Lega Pro: Teramo-Lumezzane 0-0, il Diavolo evita la discesa all’inferno. Ma quanta sofferenza


TERAMO, 28 maggio 2017 – Il Diavolo evita la discesa all’inferno e i tifosi biancorossi, accorsi allo stadio Bonolis, possono festeggiare. Al Teramo basta un pareggio, nella gara di ritorno dei play-out di Lega Pro, per agguantare la salvezza e condannare alla retrocessione il Lumezzane. All’andata, in terra bresciana, è finita 1-1 e a termini di regolamento, in caso di parità di punteggio nell’arco delle due partite, la spunta la meglio classificata nella fase regolare del campionato. Che in questo caso è la squadra di Ugolotti, brava a tenere a freno le emozioni e a centrare l’obiettivo.

I biancorossi, come è logico che sia, impostano una partita tutta improntata a non lasciare spazi agli avversari. Anche il Lumezzane, che pure ha l’obbligo vincere, ha paura di scoprirsi: cercherà di restare in partita fino al termine, evitando di prestare il fianco alle ripartenze avversarie, per poi tentare il tutto per tutto nel finale.

La partita è nervosa e poco spettacolare. Per la prima emozione occorre attendere l’11’, con Speziale che lascia partire una conclusione centrale, che non impensierisce il portiere del Teramo. Tre minuti dopo brutta grana per Ugolotti, costretto a sostituire l’infortunato Spighi con Imparato.

Al 33′ sono i padroni di casa a rendersi pericolosi con Barbuti, che sugli sviluppi di un cross di Di Paolantonio riesce soltanto a sfiorare. Al 38′ proteste teramane per un presunto fallo di mani, ad opera di Varas, nell’area del Lumezzane. L’arbitro lascia correre. Un minuto ancora i biancorossi pericolosi, con Ilari che serve Imparato, cross per Barbuti, che anticipa un difensore avversario ma non inquadra lo specchio della porta.

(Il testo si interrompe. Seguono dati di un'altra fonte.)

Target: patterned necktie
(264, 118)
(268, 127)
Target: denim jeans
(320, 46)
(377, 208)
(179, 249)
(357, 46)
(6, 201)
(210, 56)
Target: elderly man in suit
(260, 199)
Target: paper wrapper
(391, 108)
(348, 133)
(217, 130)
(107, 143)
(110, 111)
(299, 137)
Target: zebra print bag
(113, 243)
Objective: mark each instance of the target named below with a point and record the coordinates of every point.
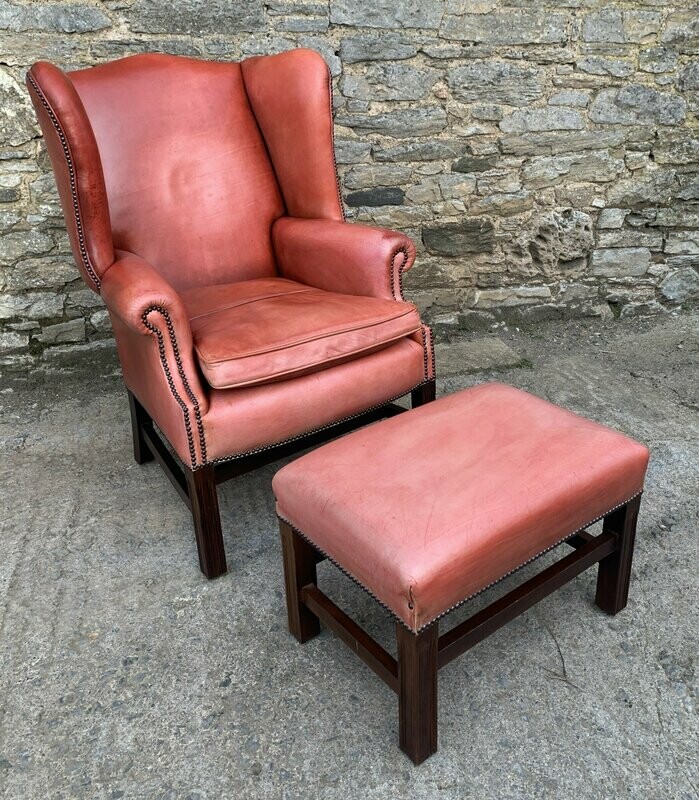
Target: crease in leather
(332, 361)
(503, 500)
(314, 338)
(230, 306)
(415, 628)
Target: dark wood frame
(413, 675)
(197, 488)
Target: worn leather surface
(342, 257)
(271, 329)
(239, 420)
(191, 188)
(150, 323)
(76, 164)
(172, 173)
(290, 94)
(429, 507)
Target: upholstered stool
(431, 507)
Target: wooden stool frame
(413, 675)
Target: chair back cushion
(190, 186)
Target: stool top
(428, 508)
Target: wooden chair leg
(615, 570)
(417, 691)
(201, 484)
(300, 561)
(139, 420)
(423, 394)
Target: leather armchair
(202, 203)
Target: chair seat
(429, 507)
(270, 329)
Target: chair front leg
(201, 485)
(423, 394)
(139, 420)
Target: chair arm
(132, 289)
(154, 339)
(343, 257)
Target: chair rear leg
(203, 497)
(423, 394)
(614, 572)
(140, 419)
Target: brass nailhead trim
(168, 375)
(466, 599)
(332, 145)
(72, 178)
(329, 425)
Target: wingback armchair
(202, 203)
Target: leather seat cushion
(270, 329)
(430, 507)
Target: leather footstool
(431, 507)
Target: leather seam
(72, 177)
(320, 337)
(335, 361)
(471, 596)
(168, 376)
(248, 302)
(349, 418)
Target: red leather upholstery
(190, 186)
(430, 507)
(340, 257)
(290, 94)
(271, 329)
(240, 420)
(172, 173)
(77, 167)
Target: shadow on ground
(124, 673)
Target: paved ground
(123, 673)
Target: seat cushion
(428, 508)
(271, 329)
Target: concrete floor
(124, 673)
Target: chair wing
(291, 97)
(76, 163)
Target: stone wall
(544, 156)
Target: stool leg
(615, 570)
(300, 560)
(417, 691)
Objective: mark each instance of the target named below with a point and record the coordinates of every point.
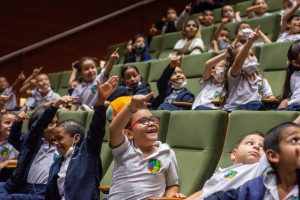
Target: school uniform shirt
(7, 151)
(270, 183)
(209, 92)
(295, 88)
(144, 177)
(242, 90)
(12, 103)
(234, 176)
(196, 47)
(39, 169)
(285, 37)
(36, 99)
(87, 93)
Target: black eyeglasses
(145, 121)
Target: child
(147, 166)
(259, 8)
(171, 88)
(212, 88)
(291, 89)
(43, 94)
(221, 39)
(206, 19)
(37, 154)
(245, 86)
(86, 92)
(140, 51)
(76, 173)
(191, 43)
(7, 90)
(243, 30)
(248, 162)
(282, 150)
(227, 12)
(290, 27)
(131, 84)
(7, 151)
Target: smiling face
(6, 122)
(249, 150)
(88, 70)
(143, 136)
(190, 29)
(177, 76)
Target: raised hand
(139, 101)
(105, 89)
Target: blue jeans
(28, 192)
(252, 105)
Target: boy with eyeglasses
(148, 167)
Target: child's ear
(128, 133)
(272, 156)
(233, 155)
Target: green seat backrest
(242, 123)
(196, 138)
(207, 34)
(276, 80)
(143, 68)
(274, 5)
(79, 116)
(54, 80)
(242, 7)
(270, 25)
(155, 46)
(274, 56)
(193, 65)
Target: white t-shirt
(209, 92)
(196, 47)
(295, 88)
(234, 176)
(136, 177)
(242, 90)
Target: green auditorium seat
(156, 69)
(143, 68)
(168, 42)
(54, 80)
(242, 7)
(243, 122)
(111, 49)
(270, 25)
(79, 116)
(207, 34)
(196, 138)
(273, 62)
(155, 46)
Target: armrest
(183, 104)
(164, 198)
(104, 189)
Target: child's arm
(113, 57)
(74, 73)
(120, 121)
(265, 38)
(21, 77)
(15, 136)
(243, 54)
(209, 64)
(179, 22)
(287, 15)
(97, 128)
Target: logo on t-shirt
(154, 166)
(230, 175)
(4, 152)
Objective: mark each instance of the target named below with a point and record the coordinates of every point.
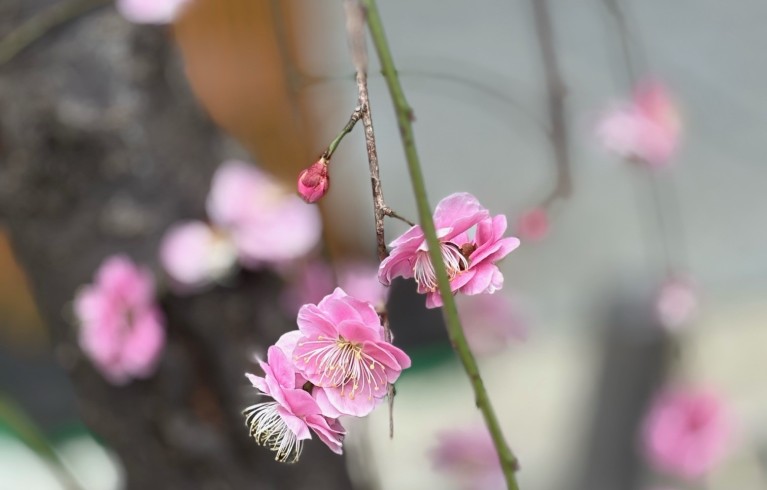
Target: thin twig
(672, 256)
(556, 102)
(355, 26)
(39, 25)
(452, 321)
(356, 115)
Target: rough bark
(101, 148)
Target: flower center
(423, 270)
(343, 363)
(268, 428)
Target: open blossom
(646, 129)
(469, 457)
(151, 11)
(491, 322)
(313, 182)
(677, 303)
(267, 223)
(254, 221)
(195, 254)
(342, 349)
(686, 432)
(470, 261)
(121, 327)
(285, 422)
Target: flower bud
(313, 182)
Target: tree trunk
(102, 147)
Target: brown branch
(355, 26)
(556, 103)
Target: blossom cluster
(254, 221)
(645, 129)
(471, 242)
(338, 362)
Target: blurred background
(111, 130)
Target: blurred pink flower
(313, 182)
(533, 224)
(316, 279)
(686, 432)
(194, 254)
(121, 327)
(646, 129)
(491, 322)
(360, 279)
(470, 262)
(284, 423)
(343, 349)
(468, 457)
(677, 303)
(151, 11)
(267, 223)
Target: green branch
(454, 329)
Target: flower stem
(346, 130)
(454, 329)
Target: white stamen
(343, 363)
(423, 270)
(269, 429)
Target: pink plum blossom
(676, 303)
(316, 279)
(267, 224)
(687, 432)
(285, 422)
(343, 350)
(470, 261)
(151, 11)
(121, 327)
(195, 254)
(313, 182)
(491, 322)
(647, 129)
(533, 225)
(468, 457)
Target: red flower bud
(313, 182)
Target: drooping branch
(457, 337)
(556, 91)
(355, 26)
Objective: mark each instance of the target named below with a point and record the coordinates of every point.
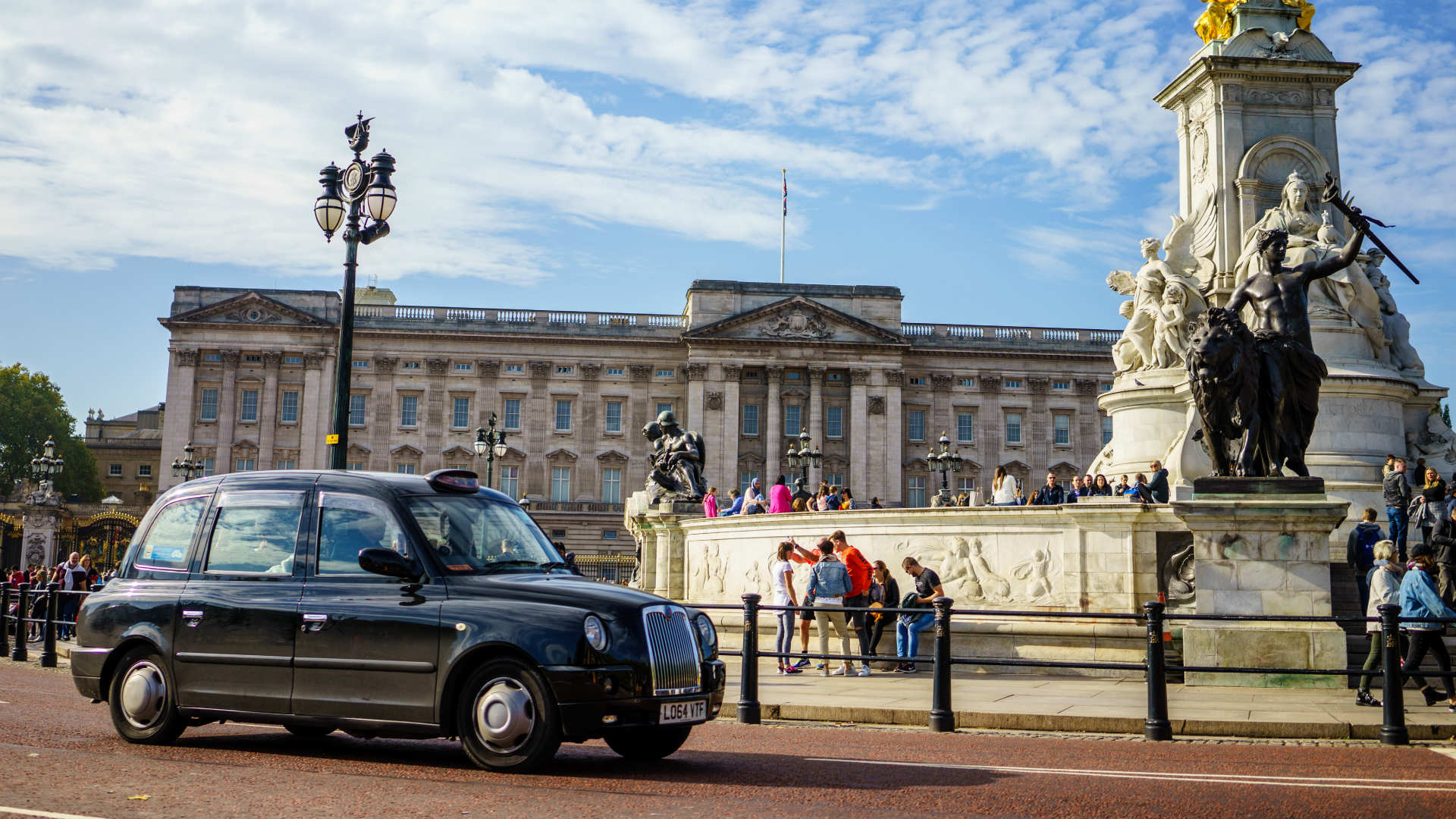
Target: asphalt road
(58, 757)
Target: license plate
(695, 710)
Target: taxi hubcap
(143, 694)
(504, 714)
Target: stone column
(382, 431)
(817, 406)
(894, 436)
(316, 410)
(727, 466)
(858, 438)
(178, 423)
(693, 414)
(228, 411)
(268, 410)
(1261, 547)
(538, 422)
(774, 428)
(1038, 447)
(435, 414)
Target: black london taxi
(384, 605)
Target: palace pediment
(249, 308)
(797, 319)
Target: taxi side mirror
(389, 563)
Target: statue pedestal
(1261, 547)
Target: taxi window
(255, 534)
(351, 523)
(169, 539)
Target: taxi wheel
(507, 719)
(309, 732)
(650, 742)
(143, 700)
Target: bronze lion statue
(1257, 395)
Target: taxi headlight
(596, 632)
(707, 635)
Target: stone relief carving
(1166, 293)
(797, 324)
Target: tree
(31, 410)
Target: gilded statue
(1216, 20)
(1347, 293)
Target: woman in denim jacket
(829, 583)
(1419, 601)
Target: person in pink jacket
(780, 497)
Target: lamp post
(47, 465)
(187, 466)
(944, 463)
(491, 444)
(363, 188)
(804, 458)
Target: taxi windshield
(472, 534)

Nella ripresa nuova, dopo 10 minuti di gioco, altra tegola per il Teramo. Questa volta si fa male Barbuti, che prova a restare in campo, ma alla fine è costretto ad uscire. Al suo posto entra Fratangelo.

Al 62′ brivido per il Teramo, con Caidi che ribatte sulla linea la conclusione di Speziale, indirizzata all’angolino. Il Lumezzane prende coraggio e sei minuti dopo torna a rendersi pericoloso con Varas, ma la sua conclusione finisce al lato. Ugolotti corre ai riparti e passa alla difesa a cinque.

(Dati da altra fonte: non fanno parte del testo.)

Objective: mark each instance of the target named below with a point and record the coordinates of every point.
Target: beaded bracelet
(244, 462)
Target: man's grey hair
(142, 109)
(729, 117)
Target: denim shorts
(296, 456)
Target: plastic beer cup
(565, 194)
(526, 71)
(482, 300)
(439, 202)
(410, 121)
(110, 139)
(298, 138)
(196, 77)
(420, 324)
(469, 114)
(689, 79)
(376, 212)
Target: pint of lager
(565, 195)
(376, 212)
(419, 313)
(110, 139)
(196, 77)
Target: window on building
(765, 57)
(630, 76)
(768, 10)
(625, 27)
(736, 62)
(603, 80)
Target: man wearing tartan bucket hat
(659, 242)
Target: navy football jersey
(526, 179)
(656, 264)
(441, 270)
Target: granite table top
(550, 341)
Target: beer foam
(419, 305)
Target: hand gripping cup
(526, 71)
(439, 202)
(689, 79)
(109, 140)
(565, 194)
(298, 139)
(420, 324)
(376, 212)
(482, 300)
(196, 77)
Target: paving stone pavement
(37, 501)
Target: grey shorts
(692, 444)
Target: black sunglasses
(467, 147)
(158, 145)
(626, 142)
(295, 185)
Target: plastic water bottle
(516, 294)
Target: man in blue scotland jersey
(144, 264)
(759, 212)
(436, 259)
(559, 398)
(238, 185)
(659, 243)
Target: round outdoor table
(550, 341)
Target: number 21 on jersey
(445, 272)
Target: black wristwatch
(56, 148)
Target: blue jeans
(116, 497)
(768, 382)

Con il passare dei minuti cresce la paura tra i padroni di casa, mentre gli ospiti non hanno più nulla da perdere. All’80’ nuovo spavento per il Teramo, ma la punizione dal limite di Russini finisce alta sopra la traversa. Saltano tutti gli schemi, con i ragazzi di Ugolotti che fanno muro davanti alla propria area.

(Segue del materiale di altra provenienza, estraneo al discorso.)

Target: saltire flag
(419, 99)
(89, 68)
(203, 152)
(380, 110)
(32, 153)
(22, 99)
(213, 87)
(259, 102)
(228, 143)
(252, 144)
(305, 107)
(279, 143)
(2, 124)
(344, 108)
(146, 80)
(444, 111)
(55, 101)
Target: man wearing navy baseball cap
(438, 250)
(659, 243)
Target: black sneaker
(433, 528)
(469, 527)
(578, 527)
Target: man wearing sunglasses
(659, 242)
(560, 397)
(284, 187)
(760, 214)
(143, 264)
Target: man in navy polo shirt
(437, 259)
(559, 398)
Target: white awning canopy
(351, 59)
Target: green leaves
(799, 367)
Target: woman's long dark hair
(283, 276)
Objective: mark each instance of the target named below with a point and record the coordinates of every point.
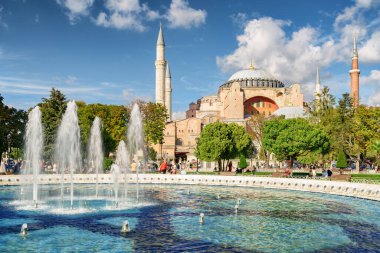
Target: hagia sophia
(247, 92)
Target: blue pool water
(166, 219)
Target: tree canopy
(221, 141)
(12, 123)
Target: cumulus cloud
(291, 59)
(126, 14)
(76, 8)
(294, 57)
(181, 15)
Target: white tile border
(360, 190)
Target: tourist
(314, 172)
(133, 166)
(163, 167)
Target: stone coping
(360, 190)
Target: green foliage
(221, 141)
(152, 154)
(291, 138)
(107, 163)
(243, 162)
(52, 109)
(12, 123)
(114, 120)
(341, 162)
(154, 117)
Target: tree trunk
(358, 162)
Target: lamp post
(197, 154)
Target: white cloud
(178, 115)
(372, 80)
(71, 80)
(76, 8)
(181, 15)
(294, 57)
(369, 52)
(125, 14)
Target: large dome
(251, 74)
(254, 78)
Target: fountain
(122, 162)
(33, 148)
(95, 150)
(201, 218)
(67, 149)
(135, 140)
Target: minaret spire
(168, 91)
(317, 84)
(160, 68)
(354, 74)
(355, 49)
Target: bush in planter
(341, 162)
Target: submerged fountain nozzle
(201, 218)
(125, 228)
(24, 229)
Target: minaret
(168, 92)
(317, 85)
(160, 68)
(354, 74)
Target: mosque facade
(247, 92)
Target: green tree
(221, 141)
(52, 109)
(290, 138)
(341, 162)
(323, 103)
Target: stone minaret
(160, 68)
(354, 74)
(168, 92)
(317, 85)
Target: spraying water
(67, 149)
(95, 150)
(135, 139)
(115, 170)
(123, 162)
(33, 148)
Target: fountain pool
(267, 220)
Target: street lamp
(197, 141)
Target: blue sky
(103, 51)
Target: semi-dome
(253, 77)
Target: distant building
(247, 92)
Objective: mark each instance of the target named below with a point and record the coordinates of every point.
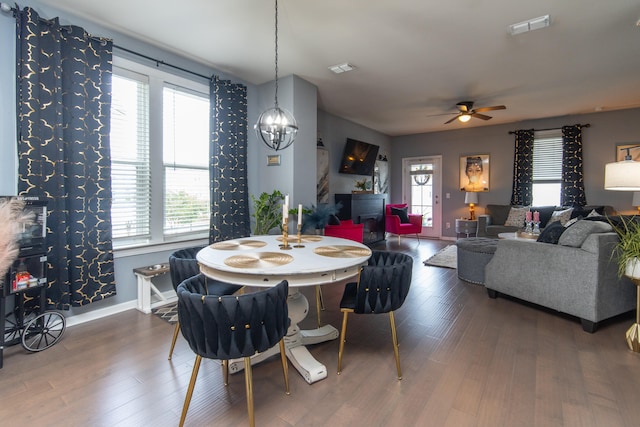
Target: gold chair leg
(225, 372)
(343, 333)
(319, 303)
(176, 331)
(192, 384)
(285, 367)
(248, 379)
(394, 338)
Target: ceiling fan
(467, 111)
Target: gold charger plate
(342, 251)
(258, 260)
(305, 238)
(238, 245)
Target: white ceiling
(414, 59)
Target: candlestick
(299, 245)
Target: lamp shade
(471, 197)
(622, 176)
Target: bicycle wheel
(43, 331)
(13, 323)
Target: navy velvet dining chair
(232, 327)
(183, 265)
(382, 287)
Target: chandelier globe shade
(276, 127)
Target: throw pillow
(516, 217)
(545, 214)
(333, 220)
(575, 235)
(402, 213)
(562, 216)
(551, 233)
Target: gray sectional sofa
(493, 221)
(577, 276)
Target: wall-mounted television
(359, 158)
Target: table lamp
(635, 202)
(471, 199)
(623, 175)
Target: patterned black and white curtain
(522, 188)
(228, 166)
(572, 192)
(64, 98)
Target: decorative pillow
(575, 235)
(402, 213)
(551, 233)
(545, 214)
(333, 220)
(562, 216)
(516, 217)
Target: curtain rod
(5, 7)
(511, 132)
(159, 62)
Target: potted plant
(267, 212)
(628, 248)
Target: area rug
(446, 257)
(168, 313)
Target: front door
(421, 190)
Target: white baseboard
(78, 319)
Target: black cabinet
(366, 209)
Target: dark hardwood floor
(467, 360)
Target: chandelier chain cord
(276, 97)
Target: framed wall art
(621, 151)
(474, 173)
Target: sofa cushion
(402, 213)
(563, 216)
(516, 216)
(498, 213)
(575, 235)
(551, 233)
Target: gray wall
(599, 141)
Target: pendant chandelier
(276, 127)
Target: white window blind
(547, 167)
(186, 160)
(130, 168)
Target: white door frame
(435, 231)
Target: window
(547, 167)
(160, 156)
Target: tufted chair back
(183, 264)
(231, 327)
(384, 282)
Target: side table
(467, 226)
(145, 286)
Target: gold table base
(633, 333)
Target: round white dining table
(261, 261)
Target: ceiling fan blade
(480, 116)
(495, 107)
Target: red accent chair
(394, 225)
(346, 230)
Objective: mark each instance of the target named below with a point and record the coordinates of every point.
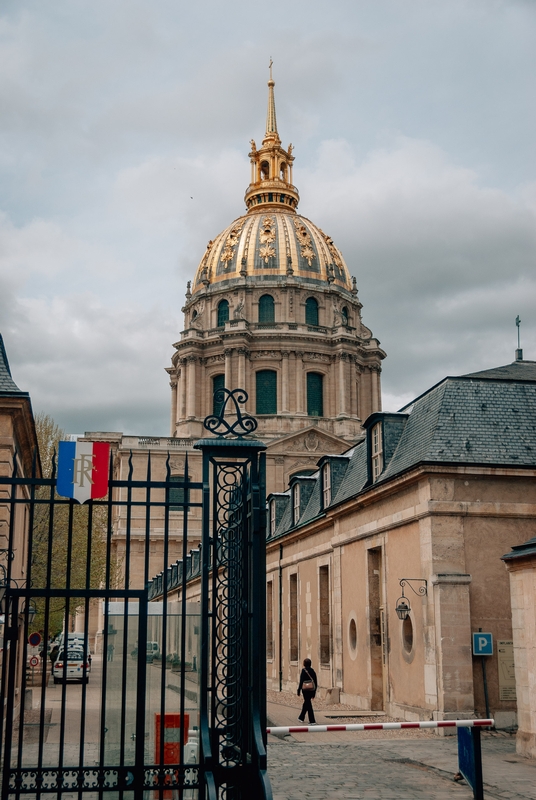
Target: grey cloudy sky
(413, 123)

I secondi finali sono pura sofferenza, anche se il Lumezzane, nonostante la pressione esercitata con la forza della disperazione, non riesce più a rendersi pericoloso.

Il triplice fischio finale è una pura liberazione. Il Teramo è salvo e per il momento conta solo questo. Occorrerà ripartire e programmare con la massima attenzione, per evitare di trovarsi nuovamente nell’incubo dal quale i tifosi biancorossi si sono appena svegliati.